What-Cha: Nepal Monsoon Flush 2014 Pearl Oolong Tea, A Tea Review

A very strange bit of gaming news crept across my radar this morning as I found myself wondering 'why in the name of all things holy am I still awake' that made me switch to wondering 'have I fallen asleep at my computer and am now just dreaming of weird news?' I mean I did dream I was a computer simulation and saw the world in coding the other day, so this is entirely possible...but no, upon further investigation, this rumor is not a dream. It seems there is a rumor about Microsoft buying Mojang for $2billion, which is really strange and out of character for Notch. I am worried for the future of Minecraft, but hopefully Microsoft will be smart and not change too many things, it will be interesting to see how this unfolds, but more on my thoughts about this on my Saturday Ramblings post.

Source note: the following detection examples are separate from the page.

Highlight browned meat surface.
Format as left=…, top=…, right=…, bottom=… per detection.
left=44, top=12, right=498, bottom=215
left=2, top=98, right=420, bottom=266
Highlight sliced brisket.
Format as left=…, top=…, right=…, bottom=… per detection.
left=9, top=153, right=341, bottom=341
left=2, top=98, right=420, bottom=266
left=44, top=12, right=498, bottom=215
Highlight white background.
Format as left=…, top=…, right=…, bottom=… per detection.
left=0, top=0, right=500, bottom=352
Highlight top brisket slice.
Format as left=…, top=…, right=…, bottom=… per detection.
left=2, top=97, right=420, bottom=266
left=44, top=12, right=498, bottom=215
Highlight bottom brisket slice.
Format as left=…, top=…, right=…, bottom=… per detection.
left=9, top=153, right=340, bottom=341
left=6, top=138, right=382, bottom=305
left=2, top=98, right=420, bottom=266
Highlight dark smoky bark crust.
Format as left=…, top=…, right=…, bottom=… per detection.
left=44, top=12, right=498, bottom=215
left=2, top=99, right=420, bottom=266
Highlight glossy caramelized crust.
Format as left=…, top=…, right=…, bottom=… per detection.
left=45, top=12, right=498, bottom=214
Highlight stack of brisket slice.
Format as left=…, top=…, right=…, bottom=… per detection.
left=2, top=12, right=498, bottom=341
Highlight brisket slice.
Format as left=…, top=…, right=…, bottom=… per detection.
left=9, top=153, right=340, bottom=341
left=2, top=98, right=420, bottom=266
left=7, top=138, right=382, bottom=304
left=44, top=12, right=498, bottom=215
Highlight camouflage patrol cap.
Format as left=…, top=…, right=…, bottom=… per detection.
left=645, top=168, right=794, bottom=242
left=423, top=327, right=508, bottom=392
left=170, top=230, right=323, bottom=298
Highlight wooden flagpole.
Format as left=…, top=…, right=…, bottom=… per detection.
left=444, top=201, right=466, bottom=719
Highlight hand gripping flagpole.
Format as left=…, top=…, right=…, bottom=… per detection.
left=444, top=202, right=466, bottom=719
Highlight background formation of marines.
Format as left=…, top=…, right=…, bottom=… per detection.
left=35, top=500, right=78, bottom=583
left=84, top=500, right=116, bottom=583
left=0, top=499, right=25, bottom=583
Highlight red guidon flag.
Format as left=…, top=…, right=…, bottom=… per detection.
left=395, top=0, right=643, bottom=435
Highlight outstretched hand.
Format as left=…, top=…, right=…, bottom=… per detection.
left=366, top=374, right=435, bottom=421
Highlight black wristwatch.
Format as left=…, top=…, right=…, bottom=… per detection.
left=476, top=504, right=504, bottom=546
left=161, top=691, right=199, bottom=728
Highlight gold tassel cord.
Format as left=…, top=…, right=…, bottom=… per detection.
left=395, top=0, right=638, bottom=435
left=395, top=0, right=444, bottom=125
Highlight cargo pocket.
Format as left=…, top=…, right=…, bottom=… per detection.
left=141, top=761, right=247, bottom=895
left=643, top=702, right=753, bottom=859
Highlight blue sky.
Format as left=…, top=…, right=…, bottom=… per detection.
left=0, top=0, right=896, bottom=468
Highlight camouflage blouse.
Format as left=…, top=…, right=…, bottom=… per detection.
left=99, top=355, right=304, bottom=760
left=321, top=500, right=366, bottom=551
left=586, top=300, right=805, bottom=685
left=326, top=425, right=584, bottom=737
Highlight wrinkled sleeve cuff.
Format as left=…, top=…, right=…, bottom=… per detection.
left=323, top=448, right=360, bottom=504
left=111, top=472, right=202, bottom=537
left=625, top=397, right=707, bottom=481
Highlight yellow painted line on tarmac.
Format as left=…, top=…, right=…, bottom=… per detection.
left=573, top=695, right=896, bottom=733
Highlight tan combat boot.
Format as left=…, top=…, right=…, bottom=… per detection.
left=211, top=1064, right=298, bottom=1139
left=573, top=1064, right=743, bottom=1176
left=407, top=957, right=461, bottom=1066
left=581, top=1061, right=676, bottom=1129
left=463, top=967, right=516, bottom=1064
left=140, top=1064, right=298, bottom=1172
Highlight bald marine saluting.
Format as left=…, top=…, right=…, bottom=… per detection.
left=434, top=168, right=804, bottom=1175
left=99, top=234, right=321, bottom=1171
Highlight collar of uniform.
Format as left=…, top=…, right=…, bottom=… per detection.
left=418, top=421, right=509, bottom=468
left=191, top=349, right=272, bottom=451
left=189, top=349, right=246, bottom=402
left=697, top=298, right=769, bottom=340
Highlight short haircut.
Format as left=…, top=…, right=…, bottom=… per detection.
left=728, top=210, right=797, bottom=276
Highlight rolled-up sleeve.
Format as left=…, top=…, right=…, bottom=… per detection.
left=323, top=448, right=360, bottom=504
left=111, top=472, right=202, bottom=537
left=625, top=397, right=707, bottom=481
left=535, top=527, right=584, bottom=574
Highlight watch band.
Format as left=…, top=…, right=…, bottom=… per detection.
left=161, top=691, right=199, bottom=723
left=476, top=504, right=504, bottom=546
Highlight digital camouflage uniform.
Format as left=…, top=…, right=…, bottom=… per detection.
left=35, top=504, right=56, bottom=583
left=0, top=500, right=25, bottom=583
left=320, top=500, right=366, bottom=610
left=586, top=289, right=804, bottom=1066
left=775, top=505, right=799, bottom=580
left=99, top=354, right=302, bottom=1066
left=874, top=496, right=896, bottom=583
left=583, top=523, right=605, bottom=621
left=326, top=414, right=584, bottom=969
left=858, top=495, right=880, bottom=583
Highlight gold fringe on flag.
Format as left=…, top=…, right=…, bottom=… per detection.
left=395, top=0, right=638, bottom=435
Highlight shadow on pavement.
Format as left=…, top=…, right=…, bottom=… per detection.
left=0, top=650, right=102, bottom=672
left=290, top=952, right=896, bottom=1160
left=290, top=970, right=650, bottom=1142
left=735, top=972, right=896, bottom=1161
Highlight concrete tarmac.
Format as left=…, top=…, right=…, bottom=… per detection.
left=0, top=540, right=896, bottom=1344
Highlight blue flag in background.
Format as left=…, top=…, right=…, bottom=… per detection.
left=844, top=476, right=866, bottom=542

Introducing a new feature on the blog: What-Cha Wednesdays! I have a small mountain of their teas to review (and will probably get more once I run out, their teas fascinate me and at times become addictions, so I want to Pokemon it and try them all) and until I run out I shall have this be a weekly thing. Today's What-Cha is Nepal Monsoon Flush 2014 Pearl Oolong Tea, and everything about it is new to me. It is from Nepal (a tea region I have very little experience with, tragically) and rolled into tight pearls, reminiscent of dragon pearl tea, a shape I have never seen an oolong curled into. There is also the plucking time of Monsoon Flush, which is also referred to as Rainy Tea, it is plucked between the Second and Autumn Flush between July and September, a time of continuous rain. It has been a cool, drizzly, day so I thought the timing to review this tea was perfect. The aroma of the little pearls is not very strong, I catch little whiffs of aromas, much like the tightly curled pearls are hiding their secrets from me. There are gentle notes of nuttiness and fruitiness, a mix of stone fruit and citrus, with just a tiny hint of sesame seeds.

As suspected, giving the pearls a bath released some of its hidden aroma as they unfurled, though the pearls remind me of baby Cthulhu-esque monsters which endears them to me immensely.  The aroma of the leaves is very interesting, notes of dry apricot, sweet wine, and an undertone of pepper drift up from the leaves, it is very sweet and rich while still being light. The liquid is sweet, with a blend of apricot juice and scuppernong fruit, it does not smell like 'fruit nectar' but the juices of a ripe fruit as you bite into it.

The first steep is incredibly gentle and light, it tastes like spring rain, mineral laden spring water...specifically it reminds of the taste of the water I would drink from Boiling Spring's Bubble (an artesian cold spring from limestone rich rock) giving me a powerful case of nostalgia. There is more to this tea than clean water and minerals, there are also notes of ripe apricots and freshly mown hay.

The second and third steep are identical in both aroma and taste. The aroma of the liquid is very sweet, mixing apricots,a  touch of citrus, and nice bit of muscatel and minerals at the finish. The taste has the same clean spring water and rain taste of the first steep, but the real show stealing taste this time around is the apricot and fresh citrus notes. I feel like sipping this tea is cleansing, it is very light and refreshing and makes my soul feel good, I shall have to get more and put it aside for special occasions. This tea is a wonderful reminder how diverse tea can be, it is unlike any oolong I have ever had, in fact if I did not know what it was I might label it a white tea or an unusual Darjeeling, tea has so much to teach and I hope to never stop learning.


  1. Oh, I want to try this tea. It sounds like such a soul satisfying tea.

  2. I had the amazing opportunity to be in Darjeeling during the monsoon flush and we drank tea fresh from the processing facility. My memories and emotions mix together, but I really liked it!

    1. That is so awesome, I can only imagine how amazing that experience must have been.